Fat Squirrel
The fat squirrel, the garden squirrel, and the dormouse, which, like the marmot, sleep during the winter. Of these the fat squirrel is the largest, and the dormouse the least. Several authors have confounded these three species, though they are easily distinguishable. The fat squirrel is about the size of the common squirrel, and has its tail covered with long hair: The garden squirrel is not so large as a rat, has very short hair on its tail, excepting near the extremity, where it is bushy: The dormouse is not larger than the common mouse; the hair on its tail is longer than that of the garden squirrel, but shorter than that of the fat squirrel, and terminates bushy. The garden squirrel differs from the other two, by having black spots near its eyes, and the dormouse by having whitish hair upon its back.
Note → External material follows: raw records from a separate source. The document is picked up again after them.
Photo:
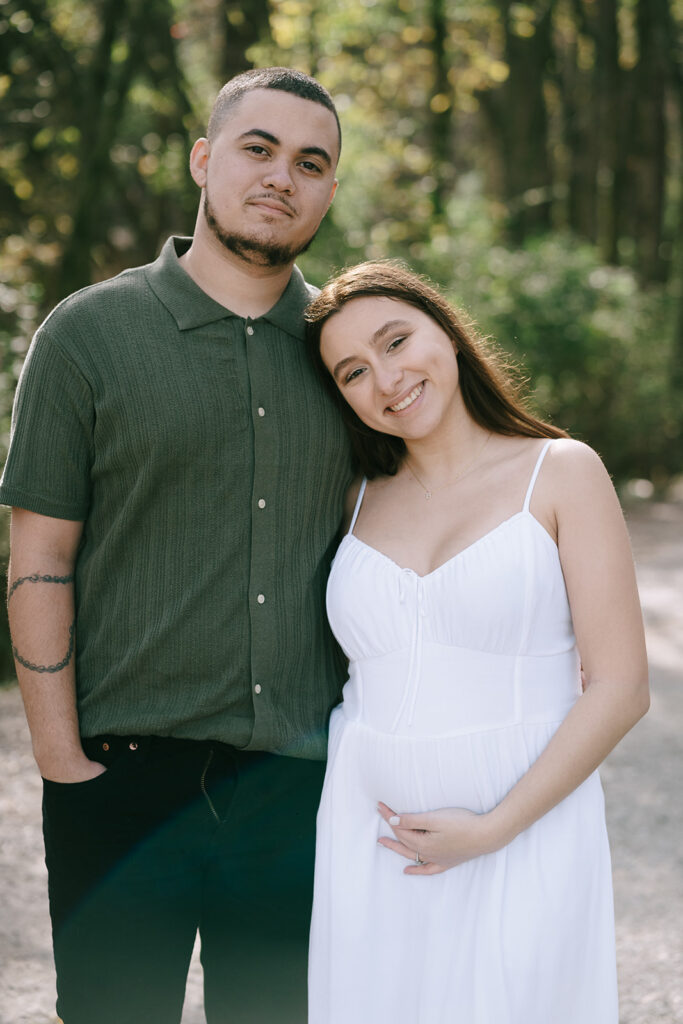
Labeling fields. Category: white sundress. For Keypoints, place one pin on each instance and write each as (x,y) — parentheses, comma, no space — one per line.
(457,682)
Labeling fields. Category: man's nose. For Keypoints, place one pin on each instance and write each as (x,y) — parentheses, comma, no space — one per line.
(278,176)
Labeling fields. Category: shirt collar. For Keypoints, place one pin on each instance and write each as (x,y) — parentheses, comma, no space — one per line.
(191,307)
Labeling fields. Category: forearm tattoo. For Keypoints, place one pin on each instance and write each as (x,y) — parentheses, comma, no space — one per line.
(39,578)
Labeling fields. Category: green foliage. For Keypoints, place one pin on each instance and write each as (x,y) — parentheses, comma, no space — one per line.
(465,126)
(594,344)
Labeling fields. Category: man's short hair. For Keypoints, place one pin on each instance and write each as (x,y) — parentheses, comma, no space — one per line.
(284,79)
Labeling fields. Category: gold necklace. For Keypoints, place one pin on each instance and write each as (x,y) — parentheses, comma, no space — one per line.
(468,466)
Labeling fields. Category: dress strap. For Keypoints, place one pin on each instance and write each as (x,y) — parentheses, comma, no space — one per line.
(358,503)
(537,468)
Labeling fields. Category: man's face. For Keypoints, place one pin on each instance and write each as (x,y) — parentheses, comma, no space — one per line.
(268,176)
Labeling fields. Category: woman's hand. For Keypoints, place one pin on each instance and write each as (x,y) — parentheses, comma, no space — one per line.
(442,839)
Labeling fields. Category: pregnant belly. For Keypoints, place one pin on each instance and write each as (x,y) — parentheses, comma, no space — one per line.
(472,770)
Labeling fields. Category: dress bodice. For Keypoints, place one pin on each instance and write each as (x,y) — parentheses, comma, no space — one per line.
(497,612)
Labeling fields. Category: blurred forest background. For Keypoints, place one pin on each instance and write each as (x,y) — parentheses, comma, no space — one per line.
(527,157)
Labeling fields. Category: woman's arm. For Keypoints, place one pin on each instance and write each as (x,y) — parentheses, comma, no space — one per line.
(597,563)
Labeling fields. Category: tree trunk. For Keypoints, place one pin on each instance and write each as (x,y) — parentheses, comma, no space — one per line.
(244,25)
(441,108)
(523,124)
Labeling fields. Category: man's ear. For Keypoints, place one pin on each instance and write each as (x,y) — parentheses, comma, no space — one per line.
(199,160)
(332,194)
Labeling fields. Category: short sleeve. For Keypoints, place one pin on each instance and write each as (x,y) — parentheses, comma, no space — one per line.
(50,451)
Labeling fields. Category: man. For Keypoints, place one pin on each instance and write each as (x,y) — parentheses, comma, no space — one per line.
(176,474)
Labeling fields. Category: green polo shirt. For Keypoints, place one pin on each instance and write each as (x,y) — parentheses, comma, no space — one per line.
(209,467)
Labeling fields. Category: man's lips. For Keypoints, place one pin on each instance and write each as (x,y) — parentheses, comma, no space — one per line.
(273,205)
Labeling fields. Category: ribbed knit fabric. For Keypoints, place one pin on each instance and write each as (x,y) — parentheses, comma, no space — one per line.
(209,466)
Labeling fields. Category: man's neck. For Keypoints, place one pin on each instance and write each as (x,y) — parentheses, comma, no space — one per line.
(245,289)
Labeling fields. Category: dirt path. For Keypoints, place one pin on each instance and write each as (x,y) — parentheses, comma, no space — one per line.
(642,781)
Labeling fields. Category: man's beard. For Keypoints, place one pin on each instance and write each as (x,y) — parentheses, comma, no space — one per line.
(252,250)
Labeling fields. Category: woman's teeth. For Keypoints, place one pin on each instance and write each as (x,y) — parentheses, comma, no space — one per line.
(408,400)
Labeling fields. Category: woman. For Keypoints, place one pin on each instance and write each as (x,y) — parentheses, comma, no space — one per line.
(463,868)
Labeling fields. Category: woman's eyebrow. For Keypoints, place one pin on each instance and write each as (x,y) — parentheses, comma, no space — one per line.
(377,336)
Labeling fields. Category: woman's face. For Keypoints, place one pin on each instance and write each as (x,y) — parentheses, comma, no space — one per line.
(394,366)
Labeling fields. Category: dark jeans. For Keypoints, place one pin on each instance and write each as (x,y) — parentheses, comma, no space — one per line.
(178,836)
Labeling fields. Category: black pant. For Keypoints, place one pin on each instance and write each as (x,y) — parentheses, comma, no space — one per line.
(178,836)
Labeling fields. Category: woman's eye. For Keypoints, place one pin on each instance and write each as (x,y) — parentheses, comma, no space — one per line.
(352,375)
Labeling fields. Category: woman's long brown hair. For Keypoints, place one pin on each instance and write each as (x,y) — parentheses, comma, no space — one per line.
(491,389)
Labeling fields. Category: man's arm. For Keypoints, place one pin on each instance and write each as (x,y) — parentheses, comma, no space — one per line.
(40,604)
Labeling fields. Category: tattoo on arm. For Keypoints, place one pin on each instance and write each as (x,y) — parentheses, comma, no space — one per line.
(39,578)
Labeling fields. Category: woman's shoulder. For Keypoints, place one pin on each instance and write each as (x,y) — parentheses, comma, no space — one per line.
(573,471)
(350,500)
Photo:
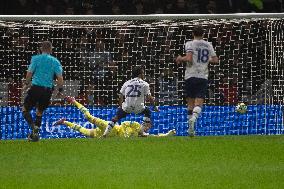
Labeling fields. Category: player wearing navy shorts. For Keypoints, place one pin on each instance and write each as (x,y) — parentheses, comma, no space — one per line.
(198,55)
(134,92)
(40,75)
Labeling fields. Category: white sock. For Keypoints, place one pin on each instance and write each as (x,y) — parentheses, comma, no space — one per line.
(196,112)
(109,127)
(146,120)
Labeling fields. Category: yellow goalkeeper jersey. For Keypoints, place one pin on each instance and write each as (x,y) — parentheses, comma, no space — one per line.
(126,129)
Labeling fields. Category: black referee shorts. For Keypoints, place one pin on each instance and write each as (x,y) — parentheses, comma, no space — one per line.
(38,97)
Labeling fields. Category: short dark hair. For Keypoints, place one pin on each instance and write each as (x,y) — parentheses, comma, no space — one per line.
(136,71)
(46,45)
(197,31)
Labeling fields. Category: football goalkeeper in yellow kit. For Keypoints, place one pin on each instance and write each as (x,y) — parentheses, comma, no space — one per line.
(126,129)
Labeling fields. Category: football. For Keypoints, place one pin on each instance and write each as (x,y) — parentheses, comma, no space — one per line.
(241,108)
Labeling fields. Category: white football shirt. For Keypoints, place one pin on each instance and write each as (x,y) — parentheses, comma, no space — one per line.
(202,51)
(134,91)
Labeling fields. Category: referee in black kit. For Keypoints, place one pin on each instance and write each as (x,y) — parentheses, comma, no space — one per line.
(40,74)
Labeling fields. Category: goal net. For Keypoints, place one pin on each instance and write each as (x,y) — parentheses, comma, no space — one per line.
(98,53)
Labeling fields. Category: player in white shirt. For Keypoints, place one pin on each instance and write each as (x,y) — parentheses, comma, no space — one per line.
(198,55)
(135,92)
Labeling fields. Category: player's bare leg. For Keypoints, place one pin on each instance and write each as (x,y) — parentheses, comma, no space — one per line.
(87,132)
(110,126)
(196,111)
(191,122)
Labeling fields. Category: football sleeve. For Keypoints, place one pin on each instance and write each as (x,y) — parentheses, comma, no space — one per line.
(147,89)
(211,50)
(32,66)
(188,47)
(58,68)
(122,90)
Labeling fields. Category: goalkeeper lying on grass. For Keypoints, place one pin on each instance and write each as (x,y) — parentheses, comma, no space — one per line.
(126,129)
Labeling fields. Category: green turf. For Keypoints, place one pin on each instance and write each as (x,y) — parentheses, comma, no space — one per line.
(174,162)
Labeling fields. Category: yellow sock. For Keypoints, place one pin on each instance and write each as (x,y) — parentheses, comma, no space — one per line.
(100,123)
(85,111)
(87,132)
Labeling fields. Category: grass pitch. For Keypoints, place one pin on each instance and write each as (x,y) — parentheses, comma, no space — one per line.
(173,162)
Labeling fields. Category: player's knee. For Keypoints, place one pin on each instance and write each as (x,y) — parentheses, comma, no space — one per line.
(84,110)
(147,113)
(197,109)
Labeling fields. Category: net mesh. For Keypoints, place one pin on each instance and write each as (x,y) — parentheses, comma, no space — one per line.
(97,57)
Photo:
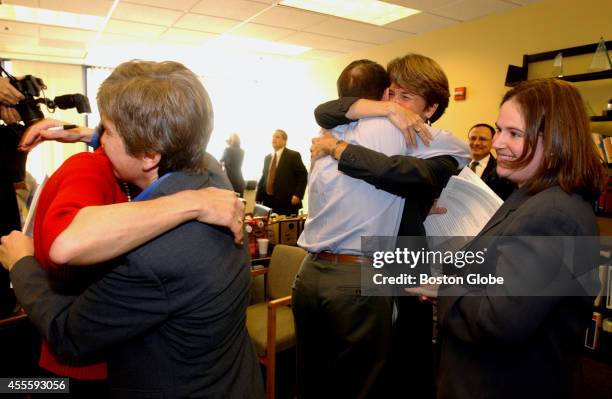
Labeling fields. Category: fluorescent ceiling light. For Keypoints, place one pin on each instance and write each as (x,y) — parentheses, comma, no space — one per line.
(239,43)
(369,11)
(50,17)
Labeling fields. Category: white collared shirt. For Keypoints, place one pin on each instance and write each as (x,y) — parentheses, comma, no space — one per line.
(278,155)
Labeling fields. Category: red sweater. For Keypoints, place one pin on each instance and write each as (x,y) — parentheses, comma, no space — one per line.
(85,179)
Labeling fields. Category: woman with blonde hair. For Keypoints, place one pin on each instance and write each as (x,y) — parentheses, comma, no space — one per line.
(232,162)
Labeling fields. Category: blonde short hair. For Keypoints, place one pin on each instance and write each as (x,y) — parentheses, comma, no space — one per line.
(159,107)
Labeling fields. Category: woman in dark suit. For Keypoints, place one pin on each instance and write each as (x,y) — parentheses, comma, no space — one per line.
(232,162)
(524,338)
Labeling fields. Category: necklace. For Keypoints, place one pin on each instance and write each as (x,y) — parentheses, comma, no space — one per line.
(127,191)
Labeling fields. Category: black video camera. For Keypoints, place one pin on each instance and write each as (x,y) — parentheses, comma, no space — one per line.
(28,108)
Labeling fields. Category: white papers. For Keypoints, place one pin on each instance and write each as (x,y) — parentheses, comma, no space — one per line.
(28,225)
(470,204)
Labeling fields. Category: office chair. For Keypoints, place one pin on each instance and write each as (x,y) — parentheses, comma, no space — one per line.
(270,324)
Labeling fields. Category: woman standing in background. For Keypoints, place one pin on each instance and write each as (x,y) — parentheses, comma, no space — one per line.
(232,162)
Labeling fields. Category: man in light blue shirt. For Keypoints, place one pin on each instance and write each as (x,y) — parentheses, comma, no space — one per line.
(343,338)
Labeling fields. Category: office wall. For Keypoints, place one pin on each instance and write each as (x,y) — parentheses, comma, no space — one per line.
(476,54)
(254,97)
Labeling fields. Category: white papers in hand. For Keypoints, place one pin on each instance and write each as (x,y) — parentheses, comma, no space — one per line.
(470,203)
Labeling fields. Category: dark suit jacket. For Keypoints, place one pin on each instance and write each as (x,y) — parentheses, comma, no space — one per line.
(290,179)
(502,186)
(170,318)
(499,346)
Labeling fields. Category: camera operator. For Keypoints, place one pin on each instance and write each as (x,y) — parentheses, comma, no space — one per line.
(12,164)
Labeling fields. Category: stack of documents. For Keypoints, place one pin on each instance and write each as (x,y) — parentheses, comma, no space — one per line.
(470,204)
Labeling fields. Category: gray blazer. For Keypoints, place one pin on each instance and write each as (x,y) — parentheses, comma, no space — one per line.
(169,318)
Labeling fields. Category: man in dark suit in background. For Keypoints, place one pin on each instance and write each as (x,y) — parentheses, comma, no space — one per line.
(484,163)
(283,181)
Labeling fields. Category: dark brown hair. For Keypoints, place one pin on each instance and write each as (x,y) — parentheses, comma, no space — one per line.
(159,107)
(364,79)
(423,76)
(554,110)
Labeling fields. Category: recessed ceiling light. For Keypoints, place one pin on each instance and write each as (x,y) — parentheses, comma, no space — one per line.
(369,11)
(49,17)
(247,44)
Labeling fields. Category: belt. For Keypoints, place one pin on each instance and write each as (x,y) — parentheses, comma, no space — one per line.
(340,258)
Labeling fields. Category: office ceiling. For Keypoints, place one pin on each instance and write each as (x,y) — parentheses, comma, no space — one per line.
(189,24)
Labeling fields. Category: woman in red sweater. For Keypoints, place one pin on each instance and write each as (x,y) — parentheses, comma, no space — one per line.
(83,189)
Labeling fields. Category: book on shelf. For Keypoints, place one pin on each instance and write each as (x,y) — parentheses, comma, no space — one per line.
(591,338)
(603,143)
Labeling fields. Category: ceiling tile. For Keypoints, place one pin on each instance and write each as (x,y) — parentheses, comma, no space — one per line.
(320,42)
(422,22)
(321,55)
(466,10)
(133,29)
(91,7)
(522,2)
(79,35)
(421,5)
(179,5)
(62,44)
(19,28)
(145,14)
(206,24)
(262,32)
(233,9)
(25,3)
(14,40)
(290,18)
(34,47)
(183,36)
(345,29)
(112,39)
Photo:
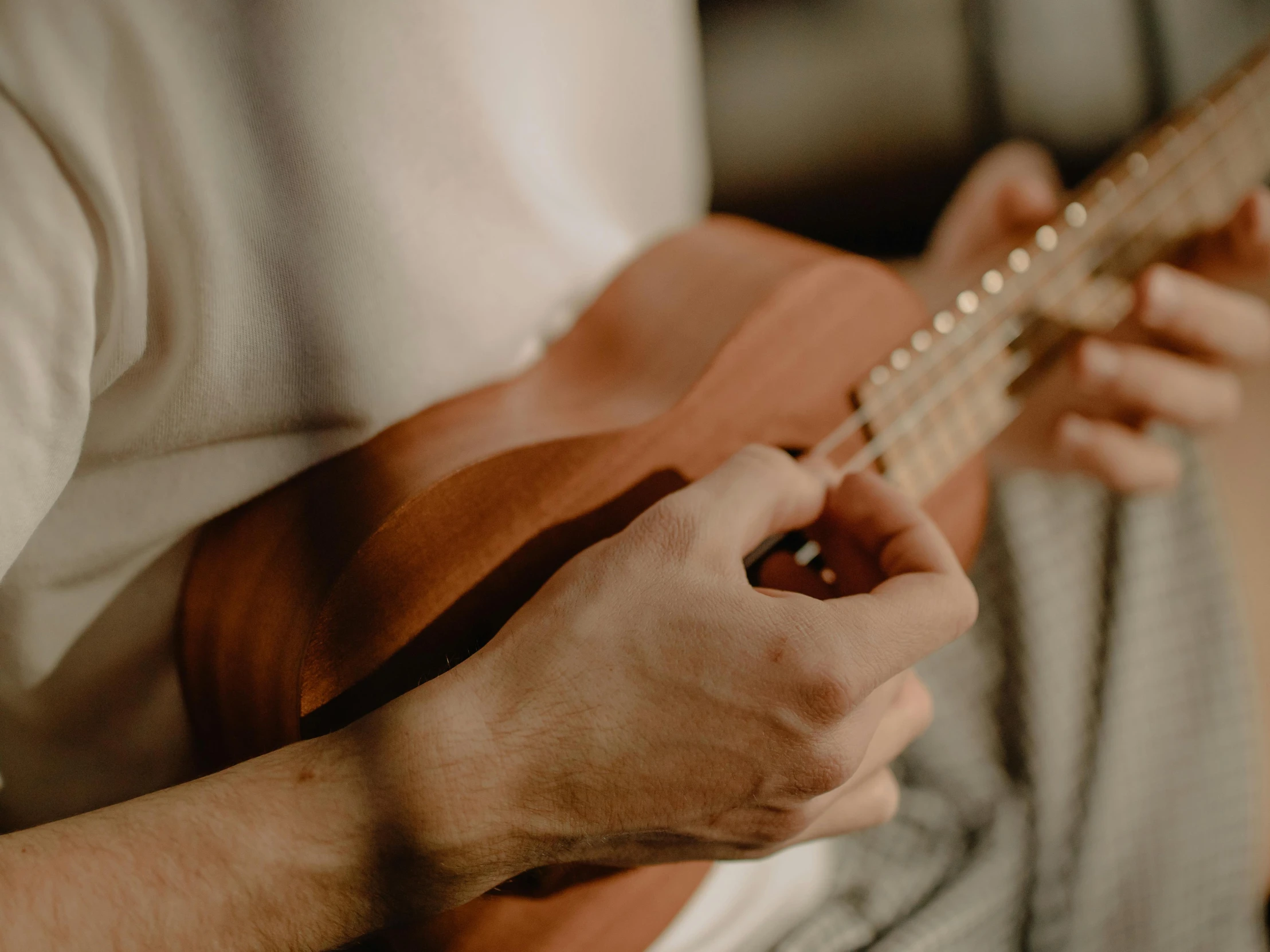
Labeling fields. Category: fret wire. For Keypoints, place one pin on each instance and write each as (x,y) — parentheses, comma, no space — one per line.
(911,470)
(884,438)
(1146,191)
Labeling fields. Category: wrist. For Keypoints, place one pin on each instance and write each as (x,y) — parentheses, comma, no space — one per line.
(434,791)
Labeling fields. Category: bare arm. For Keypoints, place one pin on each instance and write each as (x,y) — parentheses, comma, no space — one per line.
(273,853)
(645,666)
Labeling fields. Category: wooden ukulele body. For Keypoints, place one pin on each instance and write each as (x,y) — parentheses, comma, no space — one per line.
(385,567)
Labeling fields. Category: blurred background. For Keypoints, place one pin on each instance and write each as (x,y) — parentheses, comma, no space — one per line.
(853,122)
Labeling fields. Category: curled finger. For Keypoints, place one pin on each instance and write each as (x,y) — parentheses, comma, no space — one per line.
(1126,460)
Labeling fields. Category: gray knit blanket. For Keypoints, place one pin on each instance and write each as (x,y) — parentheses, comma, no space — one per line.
(1089,780)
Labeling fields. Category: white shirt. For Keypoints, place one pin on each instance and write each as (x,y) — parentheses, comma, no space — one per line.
(237,239)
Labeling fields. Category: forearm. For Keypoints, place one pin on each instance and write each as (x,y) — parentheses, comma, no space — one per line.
(273,853)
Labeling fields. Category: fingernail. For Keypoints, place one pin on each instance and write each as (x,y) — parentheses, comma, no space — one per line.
(1077,431)
(1163,297)
(1102,361)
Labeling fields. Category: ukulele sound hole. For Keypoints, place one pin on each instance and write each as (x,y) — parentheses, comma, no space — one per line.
(471,622)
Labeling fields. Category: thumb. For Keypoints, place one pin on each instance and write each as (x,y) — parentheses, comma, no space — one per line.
(757,493)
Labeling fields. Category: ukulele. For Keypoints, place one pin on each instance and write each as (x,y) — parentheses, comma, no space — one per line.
(387,565)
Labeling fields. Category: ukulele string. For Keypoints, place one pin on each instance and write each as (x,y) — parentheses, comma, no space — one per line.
(992,348)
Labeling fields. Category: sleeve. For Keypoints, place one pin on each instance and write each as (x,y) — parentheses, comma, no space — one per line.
(49,277)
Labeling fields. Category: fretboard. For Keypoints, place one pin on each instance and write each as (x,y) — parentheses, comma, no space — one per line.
(957,385)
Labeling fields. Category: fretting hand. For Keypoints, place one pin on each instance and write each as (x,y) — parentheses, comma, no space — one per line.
(1174,360)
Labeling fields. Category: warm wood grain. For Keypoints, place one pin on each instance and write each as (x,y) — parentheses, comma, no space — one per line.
(384,567)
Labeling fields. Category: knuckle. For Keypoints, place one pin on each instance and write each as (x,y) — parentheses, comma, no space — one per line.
(672,527)
(766,462)
(773,827)
(826,698)
(824,772)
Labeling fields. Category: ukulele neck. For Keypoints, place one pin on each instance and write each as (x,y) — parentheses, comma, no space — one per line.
(943,398)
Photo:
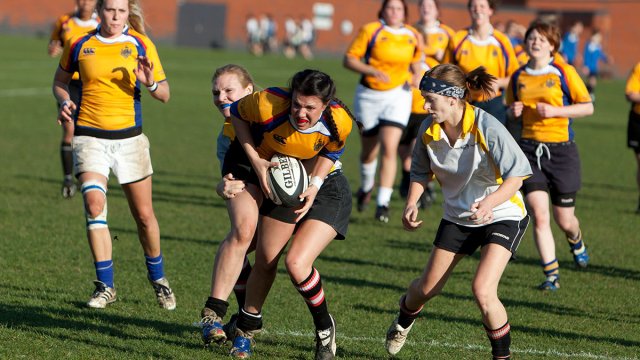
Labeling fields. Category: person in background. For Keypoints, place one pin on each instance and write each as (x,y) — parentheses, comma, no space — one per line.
(383,52)
(81,21)
(480,168)
(115,62)
(632,91)
(545,96)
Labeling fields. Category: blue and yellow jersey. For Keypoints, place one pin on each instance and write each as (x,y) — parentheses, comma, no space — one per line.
(557,84)
(436,38)
(110,105)
(389,50)
(471,168)
(69,26)
(633,86)
(273,130)
(495,54)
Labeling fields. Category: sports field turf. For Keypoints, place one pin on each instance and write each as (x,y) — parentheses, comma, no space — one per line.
(46,266)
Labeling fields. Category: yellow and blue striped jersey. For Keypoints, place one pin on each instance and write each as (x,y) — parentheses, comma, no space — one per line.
(557,84)
(273,130)
(389,50)
(110,103)
(633,86)
(495,54)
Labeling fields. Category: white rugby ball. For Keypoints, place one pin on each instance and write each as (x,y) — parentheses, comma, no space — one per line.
(287,180)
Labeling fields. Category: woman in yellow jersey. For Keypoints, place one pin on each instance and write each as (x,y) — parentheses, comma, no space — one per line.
(480,168)
(303,121)
(545,95)
(482,45)
(115,62)
(83,20)
(633,128)
(383,52)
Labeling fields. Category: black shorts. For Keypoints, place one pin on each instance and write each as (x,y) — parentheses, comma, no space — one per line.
(559,174)
(411,131)
(332,206)
(461,239)
(633,132)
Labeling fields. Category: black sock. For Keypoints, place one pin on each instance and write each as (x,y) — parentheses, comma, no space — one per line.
(217,305)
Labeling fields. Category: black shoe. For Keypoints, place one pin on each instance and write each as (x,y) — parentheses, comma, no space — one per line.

All the three are white or whitish on the throat and belly; but the garden squirrel is of a fine white, the fat squirrel only whitish, and the dormouse rather yellowish than white, in all the under parts of the body.
Fat Squirrel Description
These animals are improperly said to sleep during winter; for it is not a state of natural sleep, but a torpor of numbness of the senses and members, produced by a chillness of the blood. The internal heat of these creatures exceeds not that of the air. When the heat of the air is ten degrees above the freezing point, their temperature is precisely the same. I have plunged the ball of a thermometer into the bodies of several living garden squirrels, and found their internal heat to be always nearly equal to the temperature of the air. I have even seen the thermometer sink a degree or half a degree when applied to the heart, the temperature of the air being at that time only 11o. Now, we know that the heat of man, and of most quadrupeds, is always more than 30 degrees. It is not, therefore, surprising that these animals, whose heat is so small, should fall into a benumbed state, whenever their internal heat is not augmented by that of the external air; and this always happens when the thermometer exceeds not ten or eleven degrees above the freezing point. This is the true cause of the torpid state of what are called the sleeping animals; a cause which, though common to all animals that sleep during winter, has hitherto been overlooked. No one can dispute that Fat Squirrel is not natural.